Нас погнали вниз, кажется, во все тот же кишлак, куда ушли за продуктами Исмаил и его люди. Неужели он нас предал? Но почему? И почему только сейчас? Мог же сделать это еще тогда, в кишлаке у Абдулы Разаха. Пресловутое гостеприимство? Странно и непонятно. Я размышлял над этим и не мог прийти к однозначному выводу. Все прояснилось, когда нас, проведя через весь кишлак, втолкнули в какой-то усаженный деревьями двор — Исмаил-Хан и его спутники находились там же — связанные.
— Ах, мать моя женщина! — выругался Леха. Он, наверное, еще лелеял надежду, что наши сопровождающие придут и освободят нас. Надежда угасла, так и не разгоревшись из искры в пламя.
— А вот и наши шурави! — распростер руки, будто собираясь меня обнять, стоявший посередине двора круглый розовощекий бородач, в котором я для себя почему-то определил Хамида, двоюродного или троюродного брата все того же сволочного старейшины. — К стене их! — приказал Хамид приведшим нас моджахедам. — И привязать за ноги, как собак!

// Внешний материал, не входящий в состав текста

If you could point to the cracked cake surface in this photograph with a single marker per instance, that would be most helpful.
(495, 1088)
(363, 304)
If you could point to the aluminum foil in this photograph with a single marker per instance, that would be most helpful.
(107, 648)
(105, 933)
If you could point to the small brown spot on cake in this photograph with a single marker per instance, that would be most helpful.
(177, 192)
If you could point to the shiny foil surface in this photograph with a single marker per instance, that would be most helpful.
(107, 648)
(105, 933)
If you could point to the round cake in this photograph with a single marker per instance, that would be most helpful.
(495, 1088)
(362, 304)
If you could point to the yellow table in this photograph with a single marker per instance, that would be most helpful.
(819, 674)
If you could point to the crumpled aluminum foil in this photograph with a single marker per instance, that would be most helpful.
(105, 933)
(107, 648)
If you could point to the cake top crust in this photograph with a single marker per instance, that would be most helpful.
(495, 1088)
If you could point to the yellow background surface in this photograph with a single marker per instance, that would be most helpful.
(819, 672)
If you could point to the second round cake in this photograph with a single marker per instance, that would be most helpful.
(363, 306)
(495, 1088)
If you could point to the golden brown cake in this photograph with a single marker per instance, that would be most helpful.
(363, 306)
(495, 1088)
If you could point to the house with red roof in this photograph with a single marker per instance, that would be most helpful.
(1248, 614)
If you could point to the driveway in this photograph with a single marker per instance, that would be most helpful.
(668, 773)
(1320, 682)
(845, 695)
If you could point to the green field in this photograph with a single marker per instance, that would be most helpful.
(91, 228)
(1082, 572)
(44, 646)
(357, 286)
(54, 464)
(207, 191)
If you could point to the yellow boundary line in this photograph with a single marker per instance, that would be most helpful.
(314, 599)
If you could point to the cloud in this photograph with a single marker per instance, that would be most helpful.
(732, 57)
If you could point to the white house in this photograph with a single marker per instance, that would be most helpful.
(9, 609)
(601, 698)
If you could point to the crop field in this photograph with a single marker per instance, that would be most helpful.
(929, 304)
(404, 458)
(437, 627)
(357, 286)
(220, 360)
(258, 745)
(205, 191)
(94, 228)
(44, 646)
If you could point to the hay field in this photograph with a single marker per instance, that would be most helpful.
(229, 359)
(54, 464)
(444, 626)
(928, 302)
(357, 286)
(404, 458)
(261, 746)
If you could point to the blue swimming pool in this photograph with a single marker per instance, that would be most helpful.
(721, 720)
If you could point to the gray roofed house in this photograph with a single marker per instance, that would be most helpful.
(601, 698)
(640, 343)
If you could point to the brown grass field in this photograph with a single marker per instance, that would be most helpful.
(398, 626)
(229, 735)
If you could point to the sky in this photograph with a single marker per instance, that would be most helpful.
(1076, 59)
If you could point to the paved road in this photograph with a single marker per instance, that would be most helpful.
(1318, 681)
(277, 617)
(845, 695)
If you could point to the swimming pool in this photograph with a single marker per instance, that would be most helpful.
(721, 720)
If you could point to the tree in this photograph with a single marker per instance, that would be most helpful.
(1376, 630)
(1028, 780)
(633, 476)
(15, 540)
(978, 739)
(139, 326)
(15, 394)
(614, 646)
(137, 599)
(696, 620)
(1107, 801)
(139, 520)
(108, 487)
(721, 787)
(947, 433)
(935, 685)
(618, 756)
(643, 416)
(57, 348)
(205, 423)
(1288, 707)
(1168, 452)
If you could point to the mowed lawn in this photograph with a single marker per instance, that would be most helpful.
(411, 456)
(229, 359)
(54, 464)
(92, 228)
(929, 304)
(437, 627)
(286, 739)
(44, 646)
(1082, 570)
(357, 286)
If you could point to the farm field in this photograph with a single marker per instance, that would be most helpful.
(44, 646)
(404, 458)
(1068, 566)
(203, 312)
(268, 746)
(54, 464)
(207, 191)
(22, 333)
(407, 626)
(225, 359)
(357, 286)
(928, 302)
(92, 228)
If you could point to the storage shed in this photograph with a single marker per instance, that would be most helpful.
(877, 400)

«Духи» бросились поспешно выполнять указания своего главаря. Нас стреножили и привязали к идущему вдоль стены деревянному брусу.
— Оружие заберите с собой! — Хамид продолжал отдавать распоряжения.
Подхватив наше оружие и рюкзаки, большинство пленивших нас моджахедов ушло. Осталось трое — двое приставленных для нашей охраны и сам Хамид, с задумчивым видом разглядывавший наши лица. Он все еще созерцал нас, когда во двор заглянул увешанный оружием старик. При виде стоявшей у стены девушки он цокнул языком, всплеснул руками.